Disparition du peintre franco-chinois Zao Wou-Ki

Par @Culturebox
Mis à jour le 06/12/2016 à 06H30, publié le 09/04/2013 à 19H16
Zao Wou-Ki  dans son atelier en 2003

Zao Wou-Ki  dans son atelier en 2003

© François Guillot/AFP

Le peintre franco-chinois Zao Wou-Ki, l'un des maîtres de l'abstraction lyrique, est mort mardi en Suisse à l'âge de 93 ans, a annoncé à l'AFP l'un des avocats de sa femme, Maitre Marc Bonnant. L'artiste était au coeur d'une bataille judiciaire et familiale.

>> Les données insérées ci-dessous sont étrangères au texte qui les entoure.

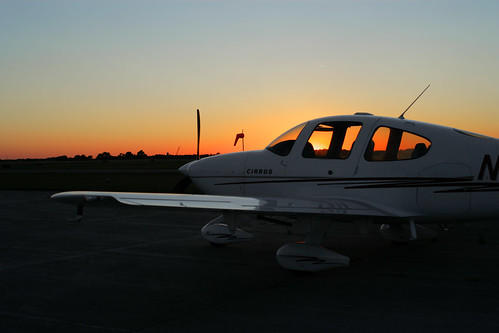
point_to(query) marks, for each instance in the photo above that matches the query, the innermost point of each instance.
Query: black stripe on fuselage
(459, 184)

Le peintre, atteint de la maladie d'Alzheimer, avait été hospitalisé à deux reprises depuis la fin mars, a précisé l'avocat de son fils Jia-Ling Zhao, Me Jean-Philippe Hugot, qui a confirmé le décès.
 
Né à Pékin, le peintre est initié très jeune à la calligraphie chinoise. En 1948, il vient s’établir en France, à un moment où l’Occident réinvente l’abstraction et devient un des maîtres de l'abstraction lyrique, au côtéé de Pierre Soulages ou Hans Hartung. Membre de l'Ecole de Paris dans les années cinquante, il se lie d'amitié  avec Henri Michaux, René Char et André Malraux, dont il illustre de nombreux  ouvrages. Il obtient la nationalité française en 1964.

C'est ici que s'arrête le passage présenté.